NATHAN W. BINGHAM: This week I'm joined by Ligonier Teaching Fellow Dr. Sinclair Ferguson. Dr. Ferguson, thank you for taking my call there in Scotland. A question our teachers are often asked is, if they could read one author from church history, who would it be, and why?

DR. SINCLAIR FERGUSON: Well, I don't know if the other teaching fellows have answered this question, but if they have, I'm going to try and find out what their answer is because it isn't actually such an easy question to answer. If I were asked if I could just have one book from one author, like if I was, say, shipwrecked on a desert island, the one book I would want would be Young's Analytical Concordance to the Bible. And I think that would keep me going for many a long year.

But if it's an author who has written an entire corpus of works . . . well, first of all, let me, let me just reflect on how I'd go about the selection. I would look for somebody, an author with whom I had some familiarity, that I thought would meet in his written works, both my theological, and doctrinal, and biblical needs on the one hand and what you might call my existential or pastoral needs on the other. And for me, in terms of the authors with whom I'm most familiar, that would boil down to one of John Calvin, John Owen, and Thomas Boston.

And I think probably I would have to go for Calvin for a couple of reasons. One is because I've known his works I think probably since I was fifteen.
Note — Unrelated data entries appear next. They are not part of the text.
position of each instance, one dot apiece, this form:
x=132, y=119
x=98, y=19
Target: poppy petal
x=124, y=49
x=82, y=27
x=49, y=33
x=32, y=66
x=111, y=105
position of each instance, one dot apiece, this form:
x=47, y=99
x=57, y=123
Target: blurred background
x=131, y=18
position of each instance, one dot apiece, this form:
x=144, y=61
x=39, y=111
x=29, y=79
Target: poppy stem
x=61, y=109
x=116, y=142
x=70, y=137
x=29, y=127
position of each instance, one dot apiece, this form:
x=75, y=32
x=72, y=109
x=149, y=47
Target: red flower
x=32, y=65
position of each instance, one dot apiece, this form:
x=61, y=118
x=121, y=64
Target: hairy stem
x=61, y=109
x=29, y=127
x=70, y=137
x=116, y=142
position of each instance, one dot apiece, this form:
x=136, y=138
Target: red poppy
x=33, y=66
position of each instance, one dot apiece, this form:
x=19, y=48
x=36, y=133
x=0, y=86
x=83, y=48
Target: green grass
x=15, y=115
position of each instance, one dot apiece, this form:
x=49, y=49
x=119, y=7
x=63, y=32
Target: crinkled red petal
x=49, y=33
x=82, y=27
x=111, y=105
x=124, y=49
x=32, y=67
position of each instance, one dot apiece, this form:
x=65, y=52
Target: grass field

So I go back a long way with John Calvin in that sense. And therefore, he's been a significant influence in my life.

Another lower kind of obvious reason for choosing Calvin is because his corpus of writings covers such a wide variety. So, he wrote commentaries on the whole of the New Testament and some of the Old Testament, gave lectures on books of the Old Testament. So just in terms of keeping on studying my Bible, Calvin would be a great help. And although, you know, he wrote his commentaries so many years ago, they're still, even by contemporary scholars, well regarded.

And then theologically, he wrote the Institutes. And it's a very engaging form of systematic theology. He wrote many, many letters. And so he would get me a good spiritual counsel. And he also wrote individual volumes on doctrinal matters. So short answer is I think it would be John Calvin.